Im Kern des Streits stehe das Beschäftigungsmodell von Ryanair, schreibt das spanische Fachportal Preferente. Die Airline beschäftigt einen Teil ihrer Piloten auf einer vertraglichen Grundlage, bei der sie ihre Leistungen wie selbstständige Unternehmer erbringen. Britische Gerichte haben jedoch bereits entschieden, dass diese Piloten rechtlich als Arbeitnehmer einzustufen sind. Aus dieser Entscheidung ergeben sich nun mögliche finanzielle Folgen. Der Pilot Richard Phillips und weitere Piloten verlangen von Ryanair Zahlungen für Urlaubstage, die ihnen während ihrer Tätigkeit nicht vergütet worden seien.
Nach britischem Recht können Forderungen wegen nicht gezahlten Urlaubs grundsätzlich für zwei Jahre vor Einreichung einer Klage geltend gemacht werden. Offen ist allerdings, ob diese Begrenzung auch dann greift, wenn die ausbleibende Zahlung auf einer falschen Einstufung des Beschäftigungsverhältnisses beruhte.
Davon hängt auch die mögliche Höhe der Forderungen wesentlich ab.
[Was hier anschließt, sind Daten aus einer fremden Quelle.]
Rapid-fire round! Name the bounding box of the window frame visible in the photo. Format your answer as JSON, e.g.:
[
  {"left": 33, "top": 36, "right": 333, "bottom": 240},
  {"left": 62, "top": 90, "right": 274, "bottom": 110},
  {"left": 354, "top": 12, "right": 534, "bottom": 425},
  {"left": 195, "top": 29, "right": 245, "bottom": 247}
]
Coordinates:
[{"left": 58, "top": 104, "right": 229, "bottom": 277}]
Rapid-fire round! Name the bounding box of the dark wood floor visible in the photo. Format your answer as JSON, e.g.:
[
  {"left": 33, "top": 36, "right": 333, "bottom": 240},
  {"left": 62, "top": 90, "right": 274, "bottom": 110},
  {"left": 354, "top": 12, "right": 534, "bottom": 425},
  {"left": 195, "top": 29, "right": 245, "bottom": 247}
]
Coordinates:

Sollten Ansprüche für die gesamte Beschäftigungsdauer anerkannt werden, könnte Ryanair im ungünstigsten Fall für jedes Arbeitsjahr eines betroffenen Piloten den Gegenwert von bis zu einem Monat bezahlten Urlaub nachzahlen müssen.
Die Klage wurde gerade erst eingereicht. Mit einer schnellen Entscheidung ist daher nicht zu rechnen. Für Ryanair könnte das Verfahren jedoch über die einzelnen Forderungen hinaus Bedeutung bekommen, weil es finanzielle Folgen aus der bereits gerichtlich festgestellten Einstufung der Piloten als Arbeitnehmer betrifft.